From 2010-2013, the ministry of forestry and agriculture promoted palm oil farming by distributing about 252,000 trees over 300,000HA in Aceh Timur.

[that’s less than 1 tree per HA but still, it shows that there are 300,000 HA worth of smallholders out there who are growing palm oil trees for the large palm oil companies.]

As for cocoa, in 2010-2013, the ministry distributed 20,000 seedlings to farmer groups in 5 subdistricts in Aceh Timur: Idi Tunong, Darul Ihsan, Idi Rayeuk, Pate Bidari. However, the ministry could not develop the same project to other sub districts due to land dispute issues with a farming company --PTPN 3 in Sungai Raya and Bireun Bayeun sub-districts.

[I’ve since learned that this company is a palm oil/rubber concern that somehow forced or convinced the government NOT to provide cocoa seeds in Sungai Raya and Bireun Bayen.

Translated from their (Indonesian) site: PT Perkebunan Nusantara III, abbreviated PTPN III (Limited), is one of 14 State Owned Enterprises (SOEs) engaged in the cultivation, processing and marketing of palm oil . . . and rubber plants. The Company's main products are Crude Palm Oil (CPO) and palm heart (Kernel) and the downstream rubber products. 

PT Perkebunan Nusantara III (Limited) was established by the Notary Aaron Kamil, SH. 36 dated March 11, 1996 and was approved by the Minister of Justice of the Republic of Indonesia Decree No.. C2-8331.HT.01.01.TH.96 dated August 8, 1996 which was published in the Official Gazette of the Republic of Indonesia No.. 81 In 1996, Supplement No.. 8674 of 1996.. . . Around the world, Sumatra[is] known as a producer of high-quality rubber, more than 54,000 hectares of land [of] PT. Perkebunan Nusantara III (Limited) produce the best quality rubber in the world. Product quality RSS-1, SIR-10, SIR-20 and Concentrated Latex able to penetrate the international market, the largest tire manufacturer in several like Bridgestone, Good Year, Firestone, Han Kook and others.

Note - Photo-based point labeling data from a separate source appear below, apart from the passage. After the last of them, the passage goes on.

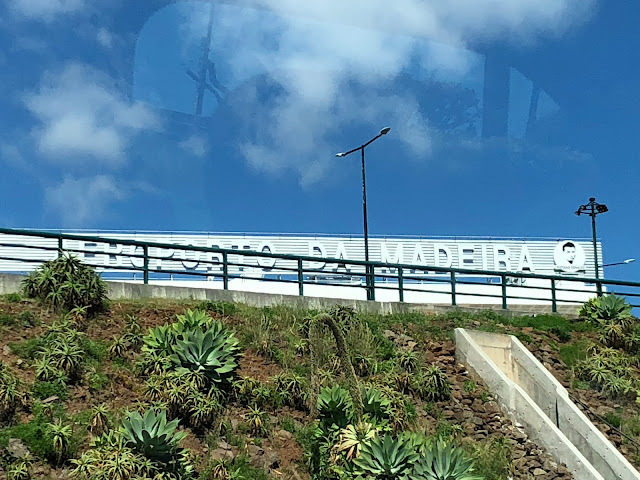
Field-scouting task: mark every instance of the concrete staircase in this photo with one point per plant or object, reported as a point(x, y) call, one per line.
point(532, 397)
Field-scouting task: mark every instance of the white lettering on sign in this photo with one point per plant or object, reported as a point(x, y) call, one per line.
point(518, 255)
point(418, 257)
point(524, 263)
point(386, 256)
point(501, 257)
point(465, 256)
point(316, 249)
point(266, 262)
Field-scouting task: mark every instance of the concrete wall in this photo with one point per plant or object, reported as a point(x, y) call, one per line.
point(10, 283)
point(533, 397)
point(554, 399)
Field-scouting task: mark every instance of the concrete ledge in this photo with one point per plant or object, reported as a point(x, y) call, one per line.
point(10, 283)
point(530, 395)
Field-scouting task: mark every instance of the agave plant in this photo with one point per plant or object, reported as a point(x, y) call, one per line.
point(151, 435)
point(99, 423)
point(352, 438)
point(335, 407)
point(159, 340)
point(443, 461)
point(118, 347)
point(386, 458)
point(204, 411)
point(109, 458)
point(213, 352)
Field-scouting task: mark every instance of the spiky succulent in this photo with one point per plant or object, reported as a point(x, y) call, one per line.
point(335, 407)
point(444, 461)
point(213, 352)
point(386, 458)
point(352, 438)
point(151, 435)
point(67, 284)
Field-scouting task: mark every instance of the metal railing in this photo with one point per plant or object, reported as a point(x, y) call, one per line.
point(305, 275)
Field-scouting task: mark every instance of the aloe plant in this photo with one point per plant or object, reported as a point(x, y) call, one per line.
point(151, 435)
point(352, 438)
point(67, 284)
point(213, 352)
point(386, 459)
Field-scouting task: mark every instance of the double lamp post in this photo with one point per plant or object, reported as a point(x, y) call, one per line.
point(369, 274)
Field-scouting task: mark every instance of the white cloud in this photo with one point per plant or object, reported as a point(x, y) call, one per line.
point(104, 37)
point(46, 10)
point(78, 201)
point(331, 71)
point(195, 145)
point(82, 116)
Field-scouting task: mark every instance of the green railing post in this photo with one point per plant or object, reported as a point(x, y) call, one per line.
point(554, 302)
point(300, 278)
point(504, 291)
point(372, 282)
point(145, 251)
point(225, 270)
point(453, 289)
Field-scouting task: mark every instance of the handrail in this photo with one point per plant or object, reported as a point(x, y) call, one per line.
point(400, 272)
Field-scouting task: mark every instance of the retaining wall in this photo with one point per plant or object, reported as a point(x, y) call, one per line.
point(10, 283)
point(533, 397)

This is my opinion only, but I would think that such a large palm oil concern would have no problem sharing space with a small traditional farming resource. Doubly troubling is a report from USAID that I just found online, which I will have to read and get back to you on—and then call USAID. Called BACKGROUND STUDY: REPLICABLE AND SUSTAINABLE USE OF PALM OIL WASTE BY-PRODUCTS FOR EMPLOYMENT CREATION, RESOURCE CONSERVATION, AND BIOFUEL PRODUCTION IN ACEH, the title alone sounds like USAID has also leapt into bed with palm oil under the assumption that it is indeed possible to appropriately regulate and monitor this industry in the middle of the jungle where no regulatory or monitoring body has yet to go. Remember my post concerning the Malaysian Palm Oil Consortium’s self-created regulations and how no agency or organization could tell us who, exactly, was going to insure that these regulations were being met? So now I learn that USAID came on board in 2009. Certainly the title suggests that the report is interested in what kind of good things can be made from production waste—but I wonder if it is at all concerned with the actual intended product and how it is produced. I mean, we can all be really happy that they make recycled purses from plastic bags and doormats from truck tires, but what about the creation of these things in the first place—wouldn’t that be the thing to study?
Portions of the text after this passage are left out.